Albert Einstein at his desk on the Princeton University campus.
Is a Messier Desk Better?
By Kate Lorenz
"You've got multiple stacks of paper on your desk (not to mention the heaps slyly hidden under your desk), indiscriminate piles of books on your shelves and your cube walls are haplessly adorned with various items. OK, so you're messy. Can you really be productive amidst all that mess?
Yes, according to "A Perfect Mess," the book by Eric Abrahamson and David H. Freedman, which claims to reveal the hidden benefits of being unorganized and cluttered.
(...) A Method to the Madness
"Mess isn't necessarily the absence of order," Abrhamson and Freedman claim. "A messy desk can be a highly effective prioritizing and accessing system. In general, on a messy desk, the more important, urgent work tends to stay close by and near the top of the clutter, while the safely ignorable stuff tends to get buried to the bottom or near the back, which makes perfect sense.
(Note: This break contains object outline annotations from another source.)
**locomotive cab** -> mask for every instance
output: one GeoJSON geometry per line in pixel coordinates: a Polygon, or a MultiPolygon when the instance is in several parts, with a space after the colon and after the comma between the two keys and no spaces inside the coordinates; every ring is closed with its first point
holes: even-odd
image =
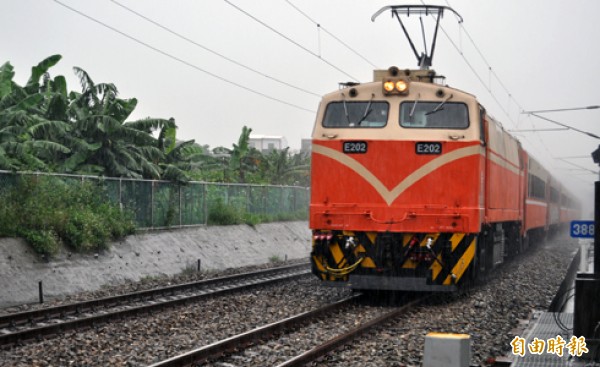
{"type": "Polygon", "coordinates": [[[333,284],[454,290],[484,216],[481,111],[430,70],[326,95],[313,130],[313,272],[333,284]]]}

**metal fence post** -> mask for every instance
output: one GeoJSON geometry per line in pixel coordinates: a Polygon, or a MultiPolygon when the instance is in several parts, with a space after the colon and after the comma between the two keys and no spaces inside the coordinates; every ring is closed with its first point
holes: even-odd
{"type": "Polygon", "coordinates": [[[202,191],[203,191],[203,203],[202,205],[204,206],[204,224],[207,225],[208,224],[208,198],[206,197],[208,195],[208,190],[206,189],[206,183],[202,184],[202,191]]]}
{"type": "Polygon", "coordinates": [[[182,215],[181,215],[182,213],[181,212],[183,211],[183,207],[181,205],[181,203],[182,203],[182,200],[181,200],[182,199],[181,190],[182,190],[183,185],[177,184],[177,187],[179,187],[179,227],[181,227],[181,226],[183,226],[183,223],[182,223],[182,220],[181,220],[181,218],[182,218],[182,215]]]}

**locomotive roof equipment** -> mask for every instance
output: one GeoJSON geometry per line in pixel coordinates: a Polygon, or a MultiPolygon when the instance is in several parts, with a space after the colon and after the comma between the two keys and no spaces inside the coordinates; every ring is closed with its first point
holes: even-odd
{"type": "Polygon", "coordinates": [[[410,43],[410,47],[413,50],[413,53],[415,54],[415,57],[417,58],[418,61],[418,65],[421,69],[429,69],[432,65],[432,61],[433,61],[433,53],[435,51],[435,44],[437,41],[437,33],[438,33],[438,29],[440,28],[440,19],[444,16],[444,11],[448,10],[453,12],[454,14],[456,14],[456,16],[458,17],[458,22],[462,23],[463,19],[460,16],[460,14],[458,14],[454,9],[448,7],[448,6],[438,6],[438,5],[389,5],[389,6],[384,6],[383,8],[379,9],[375,14],[373,14],[373,16],[371,17],[371,21],[375,21],[375,19],[381,15],[381,13],[390,10],[392,13],[392,16],[395,16],[396,19],[398,19],[398,22],[400,23],[400,26],[402,27],[402,30],[404,31],[404,34],[406,35],[406,38],[408,39],[408,42],[410,43]],[[404,25],[404,22],[402,22],[402,18],[400,17],[400,15],[406,15],[406,17],[410,17],[410,15],[419,15],[419,22],[421,24],[421,34],[423,36],[423,48],[424,51],[421,52],[419,54],[419,52],[417,51],[417,48],[412,40],[412,38],[410,37],[406,26],[404,25]],[[427,41],[425,39],[425,26],[423,25],[423,18],[421,17],[422,15],[428,16],[428,15],[432,15],[435,17],[435,31],[433,33],[433,39],[431,40],[431,52],[427,51],[427,41]]]}

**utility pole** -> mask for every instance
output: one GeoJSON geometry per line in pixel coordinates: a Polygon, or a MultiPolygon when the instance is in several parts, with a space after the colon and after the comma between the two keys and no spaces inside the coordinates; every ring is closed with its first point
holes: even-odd
{"type": "MultiPolygon", "coordinates": [[[[592,153],[592,159],[600,165],[600,146],[592,153]]],[[[589,350],[600,348],[600,307],[597,303],[600,299],[600,177],[594,183],[594,196],[594,271],[578,273],[575,278],[573,315],[573,336],[585,337],[589,350]]]]}

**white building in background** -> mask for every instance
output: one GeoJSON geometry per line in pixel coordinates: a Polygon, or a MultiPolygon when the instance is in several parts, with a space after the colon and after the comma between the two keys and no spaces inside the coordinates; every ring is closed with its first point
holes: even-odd
{"type": "Polygon", "coordinates": [[[283,136],[267,136],[250,134],[248,145],[261,152],[271,150],[282,150],[288,147],[287,140],[283,136]]]}

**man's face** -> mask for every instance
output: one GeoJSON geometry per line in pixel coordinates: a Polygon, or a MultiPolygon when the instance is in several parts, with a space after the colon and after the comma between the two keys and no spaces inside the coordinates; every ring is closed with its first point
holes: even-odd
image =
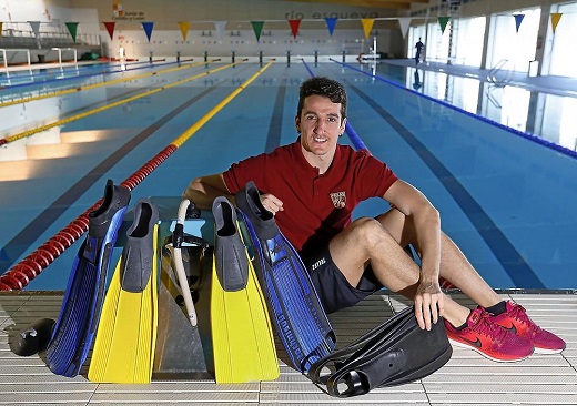
{"type": "Polygon", "coordinates": [[[341,103],[313,94],[304,100],[301,116],[295,118],[295,123],[301,132],[303,149],[314,155],[326,155],[334,153],[346,120],[342,120],[341,103]]]}

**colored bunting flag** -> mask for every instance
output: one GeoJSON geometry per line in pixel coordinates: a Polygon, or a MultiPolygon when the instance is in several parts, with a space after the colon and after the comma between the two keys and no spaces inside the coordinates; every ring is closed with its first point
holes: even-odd
{"type": "Polygon", "coordinates": [[[214,21],[214,28],[216,29],[216,39],[222,41],[224,38],[224,28],[226,27],[226,21],[214,21]]]}
{"type": "Polygon", "coordinates": [[[70,34],[72,35],[72,40],[74,43],[77,42],[77,29],[78,29],[78,22],[67,22],[67,28],[70,34]]]}
{"type": "Polygon", "coordinates": [[[110,35],[110,40],[112,40],[112,38],[114,37],[114,26],[115,26],[115,22],[114,21],[103,21],[102,23],[107,28],[107,31],[108,31],[108,33],[110,35]]]}
{"type": "Polygon", "coordinates": [[[291,26],[291,31],[293,33],[293,38],[296,40],[296,34],[298,33],[298,27],[301,27],[301,20],[288,20],[288,24],[291,26]]]}
{"type": "Polygon", "coordinates": [[[375,19],[361,19],[363,23],[363,30],[365,31],[365,39],[371,35],[371,30],[373,29],[373,24],[375,23],[375,19]]]}
{"type": "Polygon", "coordinates": [[[261,33],[263,32],[264,21],[251,21],[251,24],[256,35],[256,42],[261,42],[261,33]]]}
{"type": "Polygon", "coordinates": [[[403,38],[405,38],[408,32],[408,27],[411,26],[411,21],[413,21],[413,19],[411,17],[399,17],[398,18],[398,26],[401,27],[401,32],[403,33],[403,38]]]}
{"type": "Polygon", "coordinates": [[[557,24],[559,23],[561,16],[563,14],[560,12],[551,12],[553,33],[555,33],[555,30],[557,29],[557,24]]]}
{"type": "Polygon", "coordinates": [[[191,23],[189,21],[180,21],[179,27],[181,29],[182,40],[186,41],[186,35],[189,34],[189,28],[191,27],[191,23]]]}
{"type": "Polygon", "coordinates": [[[40,33],[40,21],[28,21],[28,23],[32,27],[34,37],[38,38],[38,34],[40,33]]]}
{"type": "Polygon", "coordinates": [[[113,0],[112,13],[114,14],[114,18],[124,16],[124,9],[122,8],[122,0],[113,0]]]}
{"type": "Polygon", "coordinates": [[[327,17],[325,18],[326,28],[328,28],[328,33],[331,37],[333,37],[333,31],[335,30],[336,26],[336,17],[327,17]]]}
{"type": "Polygon", "coordinates": [[[150,37],[152,35],[152,27],[154,26],[153,22],[143,22],[142,28],[144,29],[144,32],[146,33],[146,38],[150,42],[150,37]]]}
{"type": "Polygon", "coordinates": [[[520,23],[523,22],[523,19],[525,18],[525,14],[513,14],[515,17],[515,29],[516,32],[519,32],[520,23]]]}
{"type": "Polygon", "coordinates": [[[441,33],[444,34],[445,28],[447,28],[447,22],[448,22],[448,20],[451,20],[451,17],[443,16],[443,17],[438,17],[437,20],[438,20],[438,23],[441,24],[441,33]]]}

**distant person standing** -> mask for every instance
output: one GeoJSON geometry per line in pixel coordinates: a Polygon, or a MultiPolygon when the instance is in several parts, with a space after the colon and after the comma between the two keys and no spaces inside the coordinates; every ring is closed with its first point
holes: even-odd
{"type": "Polygon", "coordinates": [[[415,64],[418,64],[418,62],[421,62],[421,53],[425,49],[425,44],[421,42],[421,37],[418,38],[418,42],[415,44],[415,48],[417,49],[417,53],[415,54],[415,64]]]}

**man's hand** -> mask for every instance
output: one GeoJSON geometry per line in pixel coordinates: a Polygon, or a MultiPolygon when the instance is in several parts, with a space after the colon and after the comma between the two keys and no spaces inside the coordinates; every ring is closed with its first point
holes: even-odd
{"type": "Polygon", "coordinates": [[[444,301],[445,295],[437,281],[421,281],[415,295],[415,317],[421,328],[429,331],[432,323],[437,323],[443,314],[444,301]]]}
{"type": "Polygon", "coordinates": [[[276,214],[276,212],[282,212],[284,210],[283,202],[273,194],[261,194],[261,203],[264,209],[273,213],[273,215],[276,214]]]}

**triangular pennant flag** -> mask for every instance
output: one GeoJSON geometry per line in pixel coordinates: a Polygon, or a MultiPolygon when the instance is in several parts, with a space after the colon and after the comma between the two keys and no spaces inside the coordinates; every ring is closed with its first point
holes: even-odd
{"type": "Polygon", "coordinates": [[[67,28],[70,34],[72,35],[72,40],[74,43],[77,42],[77,29],[78,29],[78,22],[67,22],[67,28]]]}
{"type": "MultiPolygon", "coordinates": [[[[559,23],[561,16],[563,16],[563,13],[560,13],[560,12],[551,12],[553,33],[555,33],[555,30],[557,29],[557,24],[559,23]]],[[[0,28],[2,26],[0,26],[0,28]]]]}
{"type": "Polygon", "coordinates": [[[516,29],[516,32],[519,32],[519,27],[520,27],[520,23],[522,23],[523,19],[525,18],[525,14],[513,14],[513,17],[515,17],[515,29],[516,29]]]}
{"type": "Polygon", "coordinates": [[[28,21],[28,23],[32,27],[34,37],[38,38],[38,34],[40,33],[40,21],[28,21]]]}
{"type": "Polygon", "coordinates": [[[401,27],[401,33],[403,34],[403,38],[405,38],[408,32],[408,27],[411,26],[411,21],[413,21],[413,19],[411,17],[399,17],[398,18],[398,26],[401,27]]]}
{"type": "Polygon", "coordinates": [[[226,21],[214,21],[214,28],[216,29],[216,39],[222,41],[224,38],[224,28],[226,27],[226,21]]]}
{"type": "Polygon", "coordinates": [[[256,42],[261,41],[261,33],[263,32],[264,21],[251,21],[253,26],[254,34],[256,35],[256,42]]]}
{"type": "Polygon", "coordinates": [[[447,27],[447,22],[448,22],[448,20],[451,20],[451,17],[443,16],[443,17],[438,17],[437,20],[438,20],[438,23],[441,24],[441,33],[444,34],[445,28],[447,27]]]}
{"type": "Polygon", "coordinates": [[[293,38],[296,40],[296,34],[298,33],[298,27],[301,27],[301,20],[288,20],[288,24],[291,26],[291,31],[293,32],[293,38]]]}
{"type": "Polygon", "coordinates": [[[328,33],[331,37],[333,37],[333,31],[335,30],[336,26],[336,17],[327,17],[325,18],[326,28],[328,28],[328,33]]]}
{"type": "Polygon", "coordinates": [[[150,42],[150,37],[152,35],[152,27],[154,27],[153,22],[143,22],[142,28],[144,29],[144,32],[146,33],[146,38],[150,42]]]}
{"type": "Polygon", "coordinates": [[[107,31],[108,31],[108,33],[110,35],[110,39],[112,40],[112,38],[114,37],[114,26],[117,23],[114,21],[102,21],[102,23],[107,28],[107,31]]]}
{"type": "Polygon", "coordinates": [[[363,30],[365,31],[365,38],[371,35],[371,30],[373,29],[373,24],[375,23],[375,19],[361,19],[363,23],[363,30]]]}
{"type": "Polygon", "coordinates": [[[189,28],[191,27],[191,23],[189,21],[179,21],[179,27],[181,29],[182,40],[186,41],[186,35],[189,34],[189,28]]]}

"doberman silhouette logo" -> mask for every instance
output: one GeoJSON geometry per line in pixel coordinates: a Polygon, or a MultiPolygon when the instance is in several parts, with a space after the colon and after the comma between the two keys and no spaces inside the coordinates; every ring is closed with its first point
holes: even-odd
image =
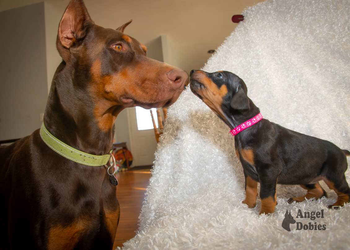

The various piles on a messy desk can represent a surprisingly sophisticated informal filing system that offer far more efficiency and flexibility than a filing cabinet could possibly provide."
The Surprise Benefits of Messiness
Attaining complete neatness and order may only be an illusion. Following rigid organizational systems and living life driven by a day planner means you're operating with blinders on. Many new discoveries, inventions and creative projects are the result of sheer happenstance or inadvertently veering off in an unexpected direction. If you don't inject a little disorder in your life you mostly likely will miss out on the serendipity of an unplanned success."